I own a Taig (q.g) microlathe. It is about 60mm center height and about 30 cm bed. It is enough for me right now, and it fits in a very small space. Now I am adding a feeedscrew (or leadscrew) to it, following a detailed recipe at Dean Williams's page (look under leadscrew) out there on the web. A feedscrew is a long screw that allows you to traverse the carriage of the lathe by controlled amounts. Dean calls for a 1/4-20 left-handed thread; but I am using an ordinary hardware store threaded rod. Well, at some point the recipe calls for me to turn the threads off the rod. There came the rub. When I got the rod into the lathe the thing whipped around like an enraged Anaconda and bent the rod beyond repair. Now all machinists -- I am a very indifferent one -- know you can't turn long whippy stuff without a steady rest.

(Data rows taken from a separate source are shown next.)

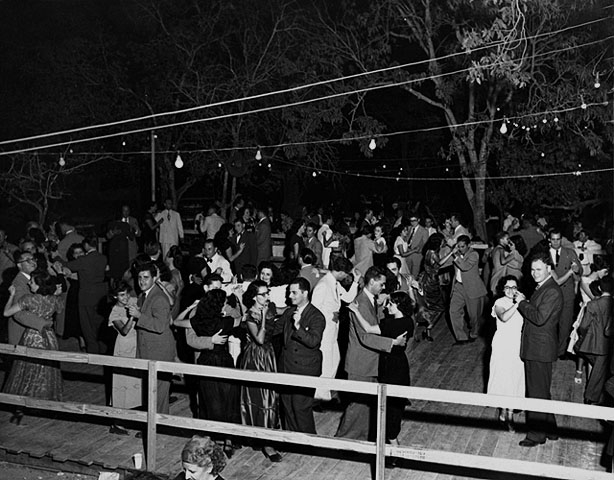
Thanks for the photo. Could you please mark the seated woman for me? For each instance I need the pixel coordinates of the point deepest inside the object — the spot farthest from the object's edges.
(201, 459)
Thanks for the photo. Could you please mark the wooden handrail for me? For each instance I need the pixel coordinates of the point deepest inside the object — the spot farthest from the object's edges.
(382, 391)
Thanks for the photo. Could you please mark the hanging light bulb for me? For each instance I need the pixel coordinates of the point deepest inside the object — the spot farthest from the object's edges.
(178, 161)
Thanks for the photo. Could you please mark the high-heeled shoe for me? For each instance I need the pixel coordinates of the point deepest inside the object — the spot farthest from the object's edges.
(16, 418)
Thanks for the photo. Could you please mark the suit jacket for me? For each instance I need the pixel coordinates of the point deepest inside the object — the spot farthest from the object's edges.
(250, 252)
(567, 256)
(418, 240)
(263, 240)
(301, 351)
(541, 314)
(470, 275)
(596, 323)
(362, 357)
(91, 270)
(155, 339)
(22, 320)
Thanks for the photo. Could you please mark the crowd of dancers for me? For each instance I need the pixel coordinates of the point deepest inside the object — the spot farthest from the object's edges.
(360, 288)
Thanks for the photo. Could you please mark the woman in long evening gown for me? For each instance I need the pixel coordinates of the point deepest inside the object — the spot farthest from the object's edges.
(28, 376)
(219, 398)
(260, 405)
(506, 367)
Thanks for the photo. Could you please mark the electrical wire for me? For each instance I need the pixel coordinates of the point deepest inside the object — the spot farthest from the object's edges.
(292, 89)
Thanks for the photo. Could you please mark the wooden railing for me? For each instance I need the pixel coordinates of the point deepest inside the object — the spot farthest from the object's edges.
(379, 449)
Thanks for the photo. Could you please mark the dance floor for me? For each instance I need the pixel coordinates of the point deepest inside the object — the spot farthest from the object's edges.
(86, 441)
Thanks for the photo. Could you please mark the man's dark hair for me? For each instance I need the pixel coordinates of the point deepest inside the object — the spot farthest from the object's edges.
(307, 256)
(147, 267)
(607, 284)
(544, 256)
(91, 240)
(212, 277)
(341, 264)
(394, 260)
(302, 283)
(464, 239)
(373, 273)
(249, 272)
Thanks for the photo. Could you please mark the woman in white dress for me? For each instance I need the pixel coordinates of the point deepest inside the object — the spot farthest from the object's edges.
(506, 367)
(126, 389)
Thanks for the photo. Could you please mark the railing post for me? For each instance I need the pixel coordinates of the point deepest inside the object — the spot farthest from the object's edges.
(380, 441)
(152, 410)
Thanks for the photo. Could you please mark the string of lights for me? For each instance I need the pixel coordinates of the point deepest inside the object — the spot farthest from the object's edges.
(296, 88)
(293, 104)
(512, 120)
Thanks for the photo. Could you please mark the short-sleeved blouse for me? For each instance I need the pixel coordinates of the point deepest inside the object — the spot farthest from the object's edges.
(42, 305)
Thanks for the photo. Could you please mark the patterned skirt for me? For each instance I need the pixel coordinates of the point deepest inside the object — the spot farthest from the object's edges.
(35, 377)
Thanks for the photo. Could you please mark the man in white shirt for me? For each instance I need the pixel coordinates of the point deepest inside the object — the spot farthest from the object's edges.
(171, 228)
(455, 221)
(327, 296)
(216, 262)
(325, 235)
(210, 224)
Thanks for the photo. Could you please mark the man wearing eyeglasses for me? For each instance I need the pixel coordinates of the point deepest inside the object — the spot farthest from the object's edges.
(26, 264)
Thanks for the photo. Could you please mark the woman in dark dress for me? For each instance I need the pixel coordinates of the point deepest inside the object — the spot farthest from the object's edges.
(201, 459)
(219, 398)
(260, 405)
(431, 306)
(31, 377)
(393, 366)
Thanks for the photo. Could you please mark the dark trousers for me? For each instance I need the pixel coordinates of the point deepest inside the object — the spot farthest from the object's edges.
(538, 378)
(357, 418)
(599, 373)
(298, 410)
(91, 324)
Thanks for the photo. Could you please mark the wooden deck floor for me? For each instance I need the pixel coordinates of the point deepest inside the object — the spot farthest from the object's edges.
(427, 424)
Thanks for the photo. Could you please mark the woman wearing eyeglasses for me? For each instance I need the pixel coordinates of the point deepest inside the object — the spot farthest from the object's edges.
(506, 367)
(260, 405)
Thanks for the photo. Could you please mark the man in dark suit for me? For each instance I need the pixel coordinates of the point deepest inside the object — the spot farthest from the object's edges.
(263, 237)
(362, 358)
(155, 339)
(93, 290)
(596, 342)
(244, 249)
(539, 346)
(566, 269)
(468, 292)
(26, 264)
(302, 326)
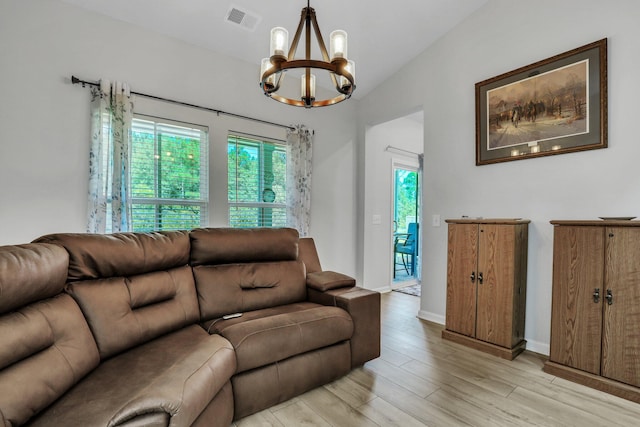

A steady rest is just a set of fingers in a frame. Taig will sell you one, but I follow George Dyson's principle: never buy anything you can make, and never make anything you can find. Well, I did not think I'd find a Taig steady rest on my walks, so we begin the odyssey.
Now we have to make the fingers. Classic is brass. Don't have any in the right size. Use Al instead, something like 1/2x1/8 RGU hardware store stuff. Cut it with a hacksaw. Now we need slots in the fingers so we can adjust them to fit the work being turned.
I drilled a row of holes in the proto-finger. This leaves a whole bunch of metal as webs.
And of course this gadget had to have a name. Behold Steady Eddie. Long may he hold long whippy things.